Additionally, Delta is looking inward to take on customer service roles at the airport. For example, wheelchair handling is being insourced. Other jobs such as aircraft servicing, cargo handling, and into-plane fueling could also follow suit.
Furthermore, Delta is leveraging its maintenance, repair and operations (MRO) partnerships with Pratt & Whitney and Rolls-Royce to secure TechOps work. The airline is also spreading a large volume of work across phone-based customer service teams to ensure specialists are training to handle all types of calls. This strategy will help secure jobs down the line.
Delta highlights how valuable its flight attendants are to its customers during these uncertain times by sharing a story from a passenger. The Minneapolis resident said that the airline’s employees went the extra mile to help out.
“The entire Delta team was so helpful to me and to my disabled husband on our most recent trip.

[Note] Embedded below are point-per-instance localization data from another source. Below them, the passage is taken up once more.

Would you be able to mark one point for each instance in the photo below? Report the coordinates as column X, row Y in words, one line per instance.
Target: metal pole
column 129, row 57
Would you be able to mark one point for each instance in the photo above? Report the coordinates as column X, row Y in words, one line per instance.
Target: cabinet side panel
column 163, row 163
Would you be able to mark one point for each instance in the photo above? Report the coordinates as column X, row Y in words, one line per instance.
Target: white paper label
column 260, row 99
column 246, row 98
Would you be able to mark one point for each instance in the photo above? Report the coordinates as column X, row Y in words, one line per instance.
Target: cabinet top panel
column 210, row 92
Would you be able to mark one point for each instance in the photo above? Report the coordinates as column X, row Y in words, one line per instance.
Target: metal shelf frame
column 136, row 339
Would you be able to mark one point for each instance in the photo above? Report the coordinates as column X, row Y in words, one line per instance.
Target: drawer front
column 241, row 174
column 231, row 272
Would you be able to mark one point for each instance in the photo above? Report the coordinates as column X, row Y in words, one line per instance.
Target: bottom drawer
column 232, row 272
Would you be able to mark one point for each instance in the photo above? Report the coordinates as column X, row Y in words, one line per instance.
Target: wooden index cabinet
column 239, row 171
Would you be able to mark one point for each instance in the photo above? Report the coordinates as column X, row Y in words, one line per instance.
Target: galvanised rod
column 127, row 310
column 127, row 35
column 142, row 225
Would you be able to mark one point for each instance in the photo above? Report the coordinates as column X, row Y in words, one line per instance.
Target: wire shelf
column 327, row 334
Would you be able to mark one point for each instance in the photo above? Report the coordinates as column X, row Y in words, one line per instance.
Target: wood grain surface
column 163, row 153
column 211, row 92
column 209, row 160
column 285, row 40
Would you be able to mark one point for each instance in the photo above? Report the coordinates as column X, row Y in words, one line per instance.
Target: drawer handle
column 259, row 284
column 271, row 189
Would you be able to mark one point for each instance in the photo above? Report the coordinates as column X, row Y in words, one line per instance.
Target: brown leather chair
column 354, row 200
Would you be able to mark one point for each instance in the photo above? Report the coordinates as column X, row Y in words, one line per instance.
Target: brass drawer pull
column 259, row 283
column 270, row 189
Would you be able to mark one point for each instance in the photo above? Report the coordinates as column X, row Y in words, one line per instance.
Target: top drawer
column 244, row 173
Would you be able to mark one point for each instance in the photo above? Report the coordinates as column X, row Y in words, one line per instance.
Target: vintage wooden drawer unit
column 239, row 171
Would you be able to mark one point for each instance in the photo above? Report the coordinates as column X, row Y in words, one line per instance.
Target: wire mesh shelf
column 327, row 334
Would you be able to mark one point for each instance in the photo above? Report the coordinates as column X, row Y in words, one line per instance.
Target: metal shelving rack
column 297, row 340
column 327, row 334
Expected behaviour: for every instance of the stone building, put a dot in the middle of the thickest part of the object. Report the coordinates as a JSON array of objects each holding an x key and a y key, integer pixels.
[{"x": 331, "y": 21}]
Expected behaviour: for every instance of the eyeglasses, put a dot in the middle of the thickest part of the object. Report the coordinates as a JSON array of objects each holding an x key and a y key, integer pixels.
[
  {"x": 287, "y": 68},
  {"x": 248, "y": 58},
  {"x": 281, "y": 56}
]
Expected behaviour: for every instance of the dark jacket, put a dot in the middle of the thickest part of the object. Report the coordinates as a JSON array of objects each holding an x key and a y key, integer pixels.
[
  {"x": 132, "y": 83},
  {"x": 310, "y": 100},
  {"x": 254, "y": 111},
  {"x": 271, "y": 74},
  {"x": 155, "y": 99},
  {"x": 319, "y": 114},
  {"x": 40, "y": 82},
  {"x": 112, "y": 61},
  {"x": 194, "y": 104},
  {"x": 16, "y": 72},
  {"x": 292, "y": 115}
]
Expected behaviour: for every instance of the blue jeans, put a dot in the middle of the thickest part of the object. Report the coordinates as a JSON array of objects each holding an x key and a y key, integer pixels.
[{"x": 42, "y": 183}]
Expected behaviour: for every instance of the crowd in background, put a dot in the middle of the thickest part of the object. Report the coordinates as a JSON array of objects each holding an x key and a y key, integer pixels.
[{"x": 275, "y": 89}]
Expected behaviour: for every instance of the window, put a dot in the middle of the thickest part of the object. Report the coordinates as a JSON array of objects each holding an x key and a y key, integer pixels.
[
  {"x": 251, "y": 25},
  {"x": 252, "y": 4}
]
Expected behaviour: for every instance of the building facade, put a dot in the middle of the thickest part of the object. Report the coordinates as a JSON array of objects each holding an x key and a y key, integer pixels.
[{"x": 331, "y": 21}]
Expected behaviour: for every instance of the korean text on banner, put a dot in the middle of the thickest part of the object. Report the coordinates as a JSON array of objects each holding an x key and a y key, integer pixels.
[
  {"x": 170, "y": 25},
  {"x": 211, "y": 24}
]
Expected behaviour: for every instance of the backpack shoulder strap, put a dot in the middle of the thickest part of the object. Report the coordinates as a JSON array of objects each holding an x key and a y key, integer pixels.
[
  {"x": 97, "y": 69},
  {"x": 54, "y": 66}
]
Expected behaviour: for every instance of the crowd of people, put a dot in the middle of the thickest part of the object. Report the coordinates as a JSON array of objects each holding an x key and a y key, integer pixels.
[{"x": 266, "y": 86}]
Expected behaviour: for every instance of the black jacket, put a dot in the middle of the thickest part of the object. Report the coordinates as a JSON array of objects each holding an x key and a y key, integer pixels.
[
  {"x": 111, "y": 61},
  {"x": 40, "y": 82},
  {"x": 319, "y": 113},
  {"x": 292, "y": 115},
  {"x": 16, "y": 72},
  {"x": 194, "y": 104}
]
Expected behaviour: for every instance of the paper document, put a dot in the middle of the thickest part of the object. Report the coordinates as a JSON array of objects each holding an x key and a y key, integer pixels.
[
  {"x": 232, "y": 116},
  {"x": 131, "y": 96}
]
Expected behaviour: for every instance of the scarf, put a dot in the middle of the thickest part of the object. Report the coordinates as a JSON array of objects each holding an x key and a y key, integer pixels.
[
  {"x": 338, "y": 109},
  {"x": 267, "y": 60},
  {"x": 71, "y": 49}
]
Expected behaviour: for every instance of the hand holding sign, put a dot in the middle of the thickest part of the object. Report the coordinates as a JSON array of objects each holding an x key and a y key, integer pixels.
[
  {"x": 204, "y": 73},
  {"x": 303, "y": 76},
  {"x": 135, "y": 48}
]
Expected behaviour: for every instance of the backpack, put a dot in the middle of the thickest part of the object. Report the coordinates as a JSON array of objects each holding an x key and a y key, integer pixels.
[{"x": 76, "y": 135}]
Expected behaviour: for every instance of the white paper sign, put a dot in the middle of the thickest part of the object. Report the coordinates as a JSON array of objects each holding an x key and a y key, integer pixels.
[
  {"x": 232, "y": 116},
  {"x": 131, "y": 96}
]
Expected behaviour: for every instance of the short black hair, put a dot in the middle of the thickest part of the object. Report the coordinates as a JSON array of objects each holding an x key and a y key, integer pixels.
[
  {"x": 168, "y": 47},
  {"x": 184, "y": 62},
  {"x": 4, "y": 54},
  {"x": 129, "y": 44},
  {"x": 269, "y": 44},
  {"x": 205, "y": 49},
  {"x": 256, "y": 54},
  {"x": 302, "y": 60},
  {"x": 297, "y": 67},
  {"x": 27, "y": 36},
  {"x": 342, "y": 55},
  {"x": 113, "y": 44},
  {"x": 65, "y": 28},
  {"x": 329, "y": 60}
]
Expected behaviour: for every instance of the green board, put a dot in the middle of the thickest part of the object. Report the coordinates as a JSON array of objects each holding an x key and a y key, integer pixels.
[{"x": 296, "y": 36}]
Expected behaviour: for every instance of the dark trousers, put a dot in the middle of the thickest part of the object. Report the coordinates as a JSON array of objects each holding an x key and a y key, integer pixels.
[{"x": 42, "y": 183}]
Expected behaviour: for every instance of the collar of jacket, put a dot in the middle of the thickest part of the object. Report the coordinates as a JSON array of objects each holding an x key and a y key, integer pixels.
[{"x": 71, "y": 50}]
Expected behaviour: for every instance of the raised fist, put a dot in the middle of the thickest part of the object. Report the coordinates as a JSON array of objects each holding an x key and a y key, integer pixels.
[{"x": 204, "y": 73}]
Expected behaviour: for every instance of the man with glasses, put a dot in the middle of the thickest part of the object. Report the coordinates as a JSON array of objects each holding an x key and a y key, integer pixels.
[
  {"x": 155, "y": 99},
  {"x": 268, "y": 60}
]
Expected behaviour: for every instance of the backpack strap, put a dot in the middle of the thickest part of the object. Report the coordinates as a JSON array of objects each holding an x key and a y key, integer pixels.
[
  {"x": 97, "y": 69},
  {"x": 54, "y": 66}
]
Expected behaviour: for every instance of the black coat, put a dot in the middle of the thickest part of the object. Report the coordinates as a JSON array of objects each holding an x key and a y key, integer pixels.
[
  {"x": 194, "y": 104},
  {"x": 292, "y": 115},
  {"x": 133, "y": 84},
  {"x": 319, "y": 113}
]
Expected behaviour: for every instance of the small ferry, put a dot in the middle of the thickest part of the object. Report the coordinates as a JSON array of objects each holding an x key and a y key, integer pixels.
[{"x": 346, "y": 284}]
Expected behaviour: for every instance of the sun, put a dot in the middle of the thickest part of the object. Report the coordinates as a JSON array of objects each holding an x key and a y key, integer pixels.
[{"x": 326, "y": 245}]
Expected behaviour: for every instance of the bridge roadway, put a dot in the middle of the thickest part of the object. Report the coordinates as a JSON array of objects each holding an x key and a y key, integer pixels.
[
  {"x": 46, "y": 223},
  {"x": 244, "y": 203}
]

Everyone went out of their way to make sure this 90-year-old Korean War Veteran was able to board the flight safely, make connections in Minneapolis, and deplane safely to awaiting family members,” the passenger said, as shared in Delta’s memo.
“The care and concern expressed by the flight attendants and other Delta team members on the flights more than exceeded our expectations. Thank you for all you do during these challenging times to make the Delta flying experience successful for our family.”
Still plenty of challenges
Despite these proactive measures, Delta’s pilots could still face furloughs from the beginning of next month as the terms of the CARES Act will end. However, the carrier is still going through talks with its aviators to find ways to handle the situation. Additionally, like several other airlines, the operator is backing the extension of the act. Regardless of the outcome, Bastian’s team will continue to work with the government to find a solution.
Nonetheless, Bastian is aware that the road to recovery won’t be straightforward. It could be a while for the industry to recover, even after there is a vaccine due to the impact of the virus on the global economy. However, these measures in place are helping Delta limit the damage over the next year when it comes to jobs.